Survivorship: Heart Health After Targeted Therapy

Author: OncoLink Team
Last Reviewed: September 30, 2019

Some targeted therapy medications can cause heart problems. This can happen while you are receiving treatment. However, the long-term risk of heart problems after these medications is not as clear. It is important to understand the symptoms of heart issues to report to your provider and the ways you can help keep your heart healthy.

Who is at risk?

Patients who receive a targeted therapy medication to treat their cancer are at risk. These medications include trastuzumab (Herceptin) and tyrosine kinase inhibitor (imatinib, dasatinib, nilotinib, ponatinib, trametinib, dabrafenib, sorafenib, cabozantinib, lenvatinib, sunitinib, erlotinib, gefitinib). Things that can increase the risk of heart problems with these medications include:

  • Having 2 or more cardiac risk factors makes your risk higher. These include smoking, high blood pressure, diabetes, high cholesterol, and obesity.
  • Having heart problems such as heart attack, heart failure or valve disease before or during cancer treatment can also increase the risk of heart problems.
  • The risk is higher if you also receive other cancer medicines that can affect the heart (such as anthracyclines) or radiation that includes the heart in the treatment area.

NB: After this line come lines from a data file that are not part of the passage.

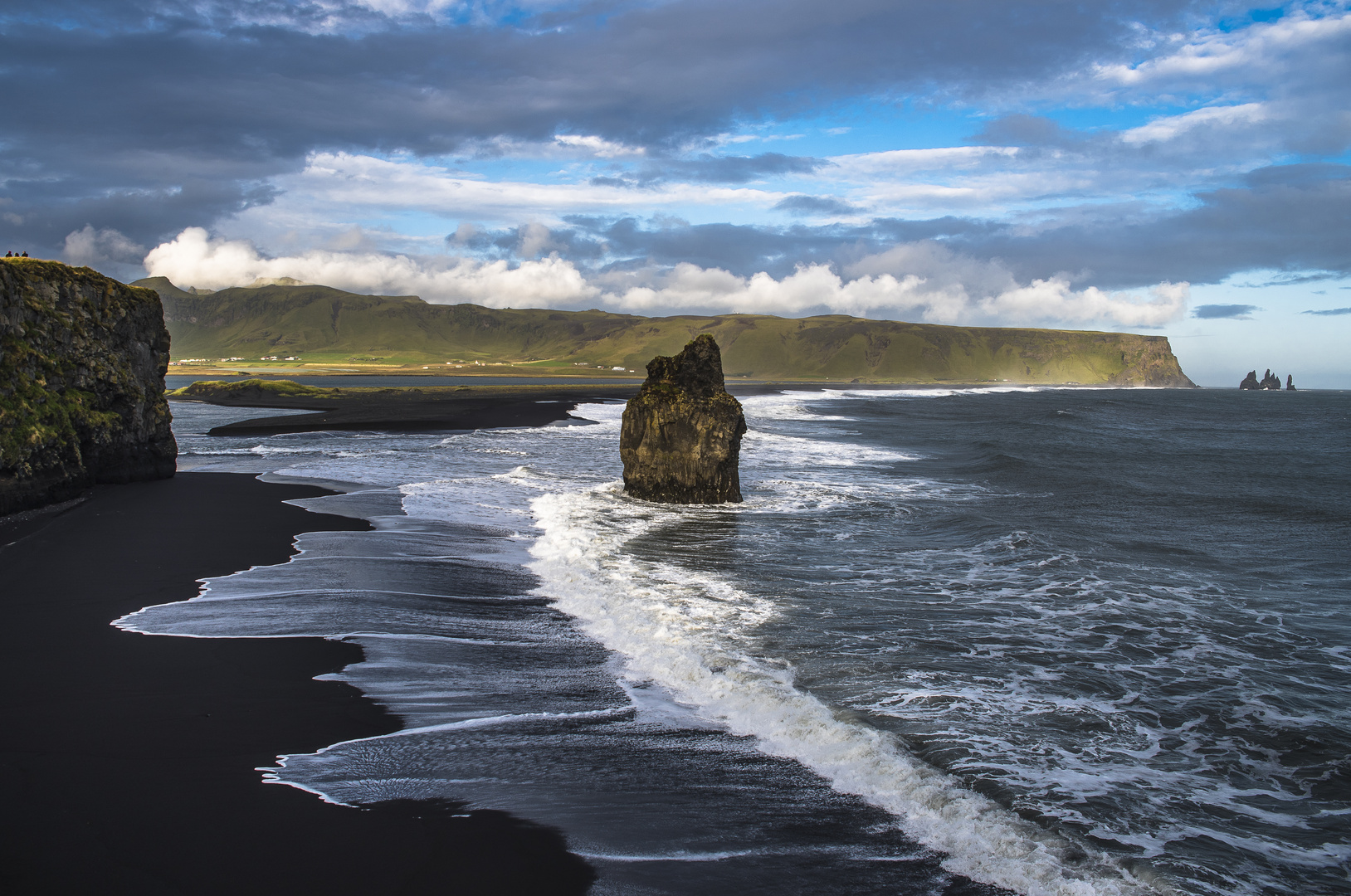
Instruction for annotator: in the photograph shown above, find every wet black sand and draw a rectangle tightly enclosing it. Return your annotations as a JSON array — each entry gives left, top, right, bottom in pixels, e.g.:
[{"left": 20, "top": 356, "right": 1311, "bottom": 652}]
[
  {"left": 0, "top": 473, "right": 593, "bottom": 894},
  {"left": 170, "top": 380, "right": 637, "bottom": 436}
]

What heart problems can occur?

The most common issues are a decrease in left ventricular function (called "heart failure") or cardiomyopathy (weakening of the heart muscle). Some patients develop high blood pressure while receiving these medications. This does not always resolve after treatment ends and should be managed with medications if needed.

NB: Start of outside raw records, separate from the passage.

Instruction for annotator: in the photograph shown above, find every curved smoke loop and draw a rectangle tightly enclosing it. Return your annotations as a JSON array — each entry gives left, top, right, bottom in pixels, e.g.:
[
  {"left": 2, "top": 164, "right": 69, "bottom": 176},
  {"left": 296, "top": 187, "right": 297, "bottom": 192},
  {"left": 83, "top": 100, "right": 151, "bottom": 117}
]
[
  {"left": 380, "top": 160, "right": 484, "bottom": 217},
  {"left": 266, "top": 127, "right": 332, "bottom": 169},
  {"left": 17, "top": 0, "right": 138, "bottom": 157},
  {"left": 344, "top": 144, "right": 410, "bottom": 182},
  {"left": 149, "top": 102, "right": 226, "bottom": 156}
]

What symptoms should I report to my provider?

You should be aware of the potential for heart problems and report any symptoms to your healthcare provider. Symptoms to report include:

  • New or worsening shortness of breath or cough.
  • Difficulty breathing when lying down.
  • New difficulty exercising or doing activity.
  • Swelling of hands or feet (fluid retention).
  • Palpitations (feel like your heart is beating very hard or fast).
  • Chest pain should be reported immediately or be evaluated in the ER.

What can I do to keep my heart healthy?

  • See your healthcare provider for a physical every year.
  • Work with your provider to control other health problems that can affect the heart, such as high blood pressure, diabetes, high cholesterol or cardiovascular disease.
  • Maintain a healthy lifestyle:
    • Do not smoke or use drugs.
    • Maintain a healthy weight.
    • Exercise regularly.
    • Eat a well-balanced diet.
  • If you develop any symptoms, you should have an echocardiogram and blood work to further evaluate your symptoms. You should consider being seen in a survivorship clinic or by a cardio-oncology specialist.

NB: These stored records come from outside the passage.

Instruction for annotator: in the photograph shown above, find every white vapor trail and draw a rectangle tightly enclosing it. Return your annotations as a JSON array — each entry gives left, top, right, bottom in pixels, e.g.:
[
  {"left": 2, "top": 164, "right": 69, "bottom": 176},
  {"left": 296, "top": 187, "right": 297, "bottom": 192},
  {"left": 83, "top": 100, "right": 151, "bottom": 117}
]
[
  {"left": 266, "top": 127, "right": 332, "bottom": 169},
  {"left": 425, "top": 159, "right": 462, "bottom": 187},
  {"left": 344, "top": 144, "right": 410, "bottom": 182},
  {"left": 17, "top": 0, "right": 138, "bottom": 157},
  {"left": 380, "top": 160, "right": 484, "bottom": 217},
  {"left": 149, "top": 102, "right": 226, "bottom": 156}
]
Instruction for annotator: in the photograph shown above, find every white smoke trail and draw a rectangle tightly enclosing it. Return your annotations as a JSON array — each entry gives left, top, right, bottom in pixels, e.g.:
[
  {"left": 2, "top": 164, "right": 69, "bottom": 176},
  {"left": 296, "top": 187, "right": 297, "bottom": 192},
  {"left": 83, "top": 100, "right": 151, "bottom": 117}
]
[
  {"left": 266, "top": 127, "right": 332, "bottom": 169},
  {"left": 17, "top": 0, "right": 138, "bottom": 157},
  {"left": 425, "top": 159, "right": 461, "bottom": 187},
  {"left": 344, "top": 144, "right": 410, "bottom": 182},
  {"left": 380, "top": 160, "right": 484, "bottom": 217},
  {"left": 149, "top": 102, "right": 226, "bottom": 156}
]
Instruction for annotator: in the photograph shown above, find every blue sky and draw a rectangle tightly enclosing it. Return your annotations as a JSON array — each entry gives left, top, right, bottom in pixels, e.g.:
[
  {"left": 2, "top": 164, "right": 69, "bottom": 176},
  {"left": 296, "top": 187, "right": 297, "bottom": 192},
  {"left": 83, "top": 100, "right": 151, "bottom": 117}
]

It can be scary to learn about the late effects of cancer treatment. Understand that these complications are not common but knowing about them helps you stay healthy. You can learn more about caring for your health after cancer treatment by creating an OncoLife survivorship care plan.

References

Armenian, S. H., Lacchetti, C., Barac, A., Carver, J., Constine, L. S., Denduluri, N., ... & Fabian, C. (2016). Prevention and monitoring of cardiac dysfunction in survivors of adult cancers: American Society of Clinical Oncology Clinical Practice Guideline. Journal of Clinical Oncology

Hurtado-de-Mendoza, D., Loaiza-Bonilla, A., Bonilla-Reyes, P. A., Tinoco, G., & Alcorta, R. (2017). Cardio-oncology: cancer therapy-related cardiovascular complications in a molecular targeted era: new concepts and perspectives. Cureus9(5). 

Steingart, R. M., Yadav, N., Manrique, C., Carver, J. R., & Liu, J. (2013, December). Cancer survivorship: cardiotoxic therapy in the adult cancer patient; cardiac outcomes with recommendations for patient management. In Seminars in Oncology (Vol. 40, No. 6, pp. 690-708). WB Saunders.  

Tromp, J., Steggink, L. C., Veldhuisen, D. V., Gietema, J. A., & Meer, P. van der. (2017a). Cardio‐Oncology: Progress in Diagnosis and Treatment of Cardiac Dysfunction. Clinical Pharmacology & Therapeutics101(4), 481–490.